IRCForumları - IRC ve mIRC Kullanıcılarının Buluşma Noktası
  sohbet

Yeni Konu aç Cevapla
 
LinkBack Seçenekler Stil
Alt 27 Ekim 2008, 17:26   #1
Çevrimdışı
Kullanıcıların profil bilgileri misafirlere kapatılmıştır.
IF Ticaret Sayısı: (0)
IF Ticaret Yüzdesi:(%)
Kabirde İlk Gece (5)




Ahmet’in ruhu mezarın ütündeydi. Cesedi toprağın altında çürümeye mahkûm olmasına inat, ruhu yeni hayata filizlenmeye başlayan tohum gibi taptazeydi. Ayın ışıkları tam Ahmet’in üzerine yansımaktaydı. Gözlerini araladı. Puslu bakışlarının arasında hayal meyal iki melek görünüyordu.

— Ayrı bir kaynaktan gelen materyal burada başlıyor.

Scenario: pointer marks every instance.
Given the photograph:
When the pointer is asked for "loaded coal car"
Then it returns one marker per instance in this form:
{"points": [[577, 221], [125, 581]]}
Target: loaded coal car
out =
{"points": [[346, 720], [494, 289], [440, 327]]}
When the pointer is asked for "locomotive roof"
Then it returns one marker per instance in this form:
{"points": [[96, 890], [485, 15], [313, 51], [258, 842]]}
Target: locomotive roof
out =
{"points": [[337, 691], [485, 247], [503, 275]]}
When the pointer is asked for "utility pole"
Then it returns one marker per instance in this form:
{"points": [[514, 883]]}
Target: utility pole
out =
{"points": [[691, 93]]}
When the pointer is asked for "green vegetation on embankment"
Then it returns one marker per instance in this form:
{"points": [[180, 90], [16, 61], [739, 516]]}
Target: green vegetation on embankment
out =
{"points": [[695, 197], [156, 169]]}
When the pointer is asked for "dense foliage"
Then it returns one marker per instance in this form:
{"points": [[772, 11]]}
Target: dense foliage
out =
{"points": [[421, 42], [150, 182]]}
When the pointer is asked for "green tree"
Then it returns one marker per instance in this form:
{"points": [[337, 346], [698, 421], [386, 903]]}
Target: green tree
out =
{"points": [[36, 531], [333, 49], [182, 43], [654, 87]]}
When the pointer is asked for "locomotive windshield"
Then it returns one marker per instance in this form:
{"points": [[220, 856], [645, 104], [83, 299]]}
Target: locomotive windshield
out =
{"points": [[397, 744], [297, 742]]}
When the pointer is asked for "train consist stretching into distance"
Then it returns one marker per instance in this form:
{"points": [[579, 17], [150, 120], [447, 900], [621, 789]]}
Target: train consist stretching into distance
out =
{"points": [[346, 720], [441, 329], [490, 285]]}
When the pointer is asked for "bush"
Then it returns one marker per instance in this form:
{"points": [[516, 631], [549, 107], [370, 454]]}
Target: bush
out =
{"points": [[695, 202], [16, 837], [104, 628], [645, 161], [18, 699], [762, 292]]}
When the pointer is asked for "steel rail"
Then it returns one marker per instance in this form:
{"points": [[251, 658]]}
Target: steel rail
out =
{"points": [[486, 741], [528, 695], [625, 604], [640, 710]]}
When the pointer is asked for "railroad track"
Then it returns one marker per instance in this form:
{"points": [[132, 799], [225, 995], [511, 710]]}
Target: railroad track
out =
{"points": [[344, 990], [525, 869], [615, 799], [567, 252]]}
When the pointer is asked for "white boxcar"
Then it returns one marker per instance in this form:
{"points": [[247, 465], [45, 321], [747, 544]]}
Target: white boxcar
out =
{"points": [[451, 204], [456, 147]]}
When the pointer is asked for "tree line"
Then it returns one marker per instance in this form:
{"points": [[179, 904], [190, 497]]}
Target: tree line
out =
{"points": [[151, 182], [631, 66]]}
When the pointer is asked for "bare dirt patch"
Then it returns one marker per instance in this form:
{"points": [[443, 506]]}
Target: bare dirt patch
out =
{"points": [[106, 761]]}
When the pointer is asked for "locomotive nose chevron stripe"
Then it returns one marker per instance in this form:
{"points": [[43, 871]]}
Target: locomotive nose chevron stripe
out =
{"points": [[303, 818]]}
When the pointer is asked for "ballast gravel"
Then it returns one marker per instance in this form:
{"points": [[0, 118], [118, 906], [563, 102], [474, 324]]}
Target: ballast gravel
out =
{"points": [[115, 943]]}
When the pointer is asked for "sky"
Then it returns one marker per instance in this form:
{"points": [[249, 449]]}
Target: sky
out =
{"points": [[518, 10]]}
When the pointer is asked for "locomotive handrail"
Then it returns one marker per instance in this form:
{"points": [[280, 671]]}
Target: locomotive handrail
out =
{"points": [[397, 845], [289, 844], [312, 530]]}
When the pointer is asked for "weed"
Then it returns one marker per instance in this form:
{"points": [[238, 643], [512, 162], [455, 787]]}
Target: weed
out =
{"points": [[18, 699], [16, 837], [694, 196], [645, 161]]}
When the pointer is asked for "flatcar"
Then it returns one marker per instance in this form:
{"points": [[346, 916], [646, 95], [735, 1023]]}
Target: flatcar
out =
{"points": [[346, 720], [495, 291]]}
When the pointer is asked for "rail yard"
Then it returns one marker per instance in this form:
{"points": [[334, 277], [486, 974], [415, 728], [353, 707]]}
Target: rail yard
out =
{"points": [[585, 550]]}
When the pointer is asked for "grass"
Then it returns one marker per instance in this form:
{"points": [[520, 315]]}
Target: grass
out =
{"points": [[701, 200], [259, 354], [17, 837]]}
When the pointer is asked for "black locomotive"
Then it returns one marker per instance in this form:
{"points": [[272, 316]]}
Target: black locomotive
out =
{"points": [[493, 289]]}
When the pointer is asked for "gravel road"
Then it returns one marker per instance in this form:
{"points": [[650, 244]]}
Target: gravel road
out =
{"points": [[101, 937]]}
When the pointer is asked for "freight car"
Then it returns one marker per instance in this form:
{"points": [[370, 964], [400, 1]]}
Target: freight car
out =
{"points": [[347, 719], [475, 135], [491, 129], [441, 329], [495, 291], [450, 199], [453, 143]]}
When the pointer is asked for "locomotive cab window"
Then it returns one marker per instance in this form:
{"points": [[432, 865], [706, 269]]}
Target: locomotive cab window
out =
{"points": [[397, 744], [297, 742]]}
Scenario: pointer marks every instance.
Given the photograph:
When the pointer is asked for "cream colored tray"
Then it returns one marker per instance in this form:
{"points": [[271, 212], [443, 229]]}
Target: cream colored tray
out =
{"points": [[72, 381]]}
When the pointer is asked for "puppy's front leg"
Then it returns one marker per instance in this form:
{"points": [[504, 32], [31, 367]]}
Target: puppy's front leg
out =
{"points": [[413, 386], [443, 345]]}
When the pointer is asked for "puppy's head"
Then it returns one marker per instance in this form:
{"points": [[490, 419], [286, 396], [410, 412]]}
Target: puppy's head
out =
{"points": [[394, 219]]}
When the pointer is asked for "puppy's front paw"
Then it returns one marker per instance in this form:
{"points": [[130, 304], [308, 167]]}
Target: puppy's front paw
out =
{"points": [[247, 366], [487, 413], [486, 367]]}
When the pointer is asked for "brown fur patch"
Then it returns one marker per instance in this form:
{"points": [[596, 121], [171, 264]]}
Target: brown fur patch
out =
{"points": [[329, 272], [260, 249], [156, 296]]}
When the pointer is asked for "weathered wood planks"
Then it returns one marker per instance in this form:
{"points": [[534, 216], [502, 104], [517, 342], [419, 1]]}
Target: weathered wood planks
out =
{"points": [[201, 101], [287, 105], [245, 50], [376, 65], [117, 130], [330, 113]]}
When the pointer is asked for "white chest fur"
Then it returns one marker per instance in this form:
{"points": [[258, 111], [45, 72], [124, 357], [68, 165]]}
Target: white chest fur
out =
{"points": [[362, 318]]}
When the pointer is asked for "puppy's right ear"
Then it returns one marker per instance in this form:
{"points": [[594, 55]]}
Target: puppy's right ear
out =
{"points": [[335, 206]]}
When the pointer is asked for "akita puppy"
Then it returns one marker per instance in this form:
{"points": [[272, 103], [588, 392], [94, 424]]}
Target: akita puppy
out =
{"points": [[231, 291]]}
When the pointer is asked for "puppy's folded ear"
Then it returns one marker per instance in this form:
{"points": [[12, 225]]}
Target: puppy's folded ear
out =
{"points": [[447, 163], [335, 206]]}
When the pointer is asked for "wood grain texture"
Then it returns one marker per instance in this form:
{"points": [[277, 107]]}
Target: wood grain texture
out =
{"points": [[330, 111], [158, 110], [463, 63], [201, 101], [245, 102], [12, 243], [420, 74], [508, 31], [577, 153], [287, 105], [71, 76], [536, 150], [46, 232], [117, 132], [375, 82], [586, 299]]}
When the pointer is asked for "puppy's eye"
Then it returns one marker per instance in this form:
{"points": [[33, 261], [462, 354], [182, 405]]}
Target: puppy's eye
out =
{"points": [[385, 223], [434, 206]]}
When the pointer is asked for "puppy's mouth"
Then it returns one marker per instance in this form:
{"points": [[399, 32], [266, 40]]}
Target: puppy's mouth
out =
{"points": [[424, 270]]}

Ne kadar zaman geçti bilinmez. Çünkü ruh için zaman mefhumu yoktu. Etraf sükûnetini muhafaza ediyordu. Mezarlığın ürpertici sessizliğinde yeni hayatın ilk kapısı aralanmak üzereydi. Ahmet’in ruhu tam olarak kendisine gelmişti. Şimdi melekleri tam olarak seçebiliyordu. Meraklı bakışlarıyla melekleri süzdü. Melekler mütebessimdiler ve güven veriyorlardı. Gecenin karanlığında apaydınlıktı görüntüleri. Ağaçların rüzgârdaki hışırtıları duyuluyordu. Ahmet’te rüzgârda sallanan bir yaprak gibi titriyordu.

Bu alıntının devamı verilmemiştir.